On January 23, 2015 at 5:21pm
Glen Kinder wrote:

Hi - I have a 36v 1.6 amp.  scooter battery (3-12’s)  Would it do harm to charge them with a 36v -1.8 amp charger?
Glen

On January 26, 2015 at 2:12am
Andre Van den Wyngaert wrote:

@ Samuel:
you can find lots of chargers at Ebay but they are slow (13hours for 175mA so over 20 hours for your battery). One that might solve your problem is called “Intelligent Battery Charger for 1-4 PP3 8.4V (9V) NiCd/NiMH batteries.
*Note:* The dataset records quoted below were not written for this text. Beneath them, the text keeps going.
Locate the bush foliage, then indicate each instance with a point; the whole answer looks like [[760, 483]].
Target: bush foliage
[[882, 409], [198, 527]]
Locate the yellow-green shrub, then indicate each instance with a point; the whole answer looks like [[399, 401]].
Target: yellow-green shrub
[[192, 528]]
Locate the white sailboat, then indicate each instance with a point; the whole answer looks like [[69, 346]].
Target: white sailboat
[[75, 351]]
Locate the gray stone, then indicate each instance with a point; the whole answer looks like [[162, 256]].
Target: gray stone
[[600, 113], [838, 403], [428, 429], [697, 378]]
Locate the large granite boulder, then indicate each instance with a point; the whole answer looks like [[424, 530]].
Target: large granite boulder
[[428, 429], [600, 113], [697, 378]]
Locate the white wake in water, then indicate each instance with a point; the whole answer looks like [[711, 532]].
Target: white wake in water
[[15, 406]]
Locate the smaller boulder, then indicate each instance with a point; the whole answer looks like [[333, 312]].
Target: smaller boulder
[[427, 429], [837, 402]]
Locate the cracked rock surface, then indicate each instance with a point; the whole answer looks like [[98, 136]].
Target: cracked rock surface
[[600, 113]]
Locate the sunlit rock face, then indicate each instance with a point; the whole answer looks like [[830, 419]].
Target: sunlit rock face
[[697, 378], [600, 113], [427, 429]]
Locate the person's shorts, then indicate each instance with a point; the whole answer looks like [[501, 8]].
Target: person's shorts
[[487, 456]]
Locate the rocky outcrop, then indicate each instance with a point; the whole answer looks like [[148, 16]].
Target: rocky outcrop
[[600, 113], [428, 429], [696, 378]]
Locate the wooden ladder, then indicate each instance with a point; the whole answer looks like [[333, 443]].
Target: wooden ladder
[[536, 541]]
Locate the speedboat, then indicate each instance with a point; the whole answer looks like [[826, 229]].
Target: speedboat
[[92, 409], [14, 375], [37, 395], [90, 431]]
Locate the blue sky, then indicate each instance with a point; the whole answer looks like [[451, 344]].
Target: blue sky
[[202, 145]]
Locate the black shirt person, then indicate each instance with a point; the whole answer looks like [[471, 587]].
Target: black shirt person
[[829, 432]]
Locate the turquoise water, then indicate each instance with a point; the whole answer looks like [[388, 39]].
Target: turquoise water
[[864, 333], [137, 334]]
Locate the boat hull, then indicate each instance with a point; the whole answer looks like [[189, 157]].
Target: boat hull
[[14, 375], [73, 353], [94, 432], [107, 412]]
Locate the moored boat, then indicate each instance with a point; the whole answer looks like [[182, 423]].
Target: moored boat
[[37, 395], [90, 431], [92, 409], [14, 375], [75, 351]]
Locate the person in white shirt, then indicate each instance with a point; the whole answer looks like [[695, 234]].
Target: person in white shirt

UK seller” It states it fills a 280mAh battery in 3 hours…
Success!
Andre

On January 26, 2015 at 2:23am
Andre Van den Wyngaert wrote:

@Glen Kinder:
in order to answer that question, some more detail would be welcome… e.g. battery type number, and charger type number. But I assume it is a scooter battery charger for the right battery chemistry. So imho the 12.5% more current will normally do no harm. But that’s only my opinion.

On March 25, 2015 at 10:21pm
zam wrote:

It helped me a lot but my question is that while we are discharging the lead acid battery we usually concern only with DC voltage level. So is it that AC voltage is not recommended?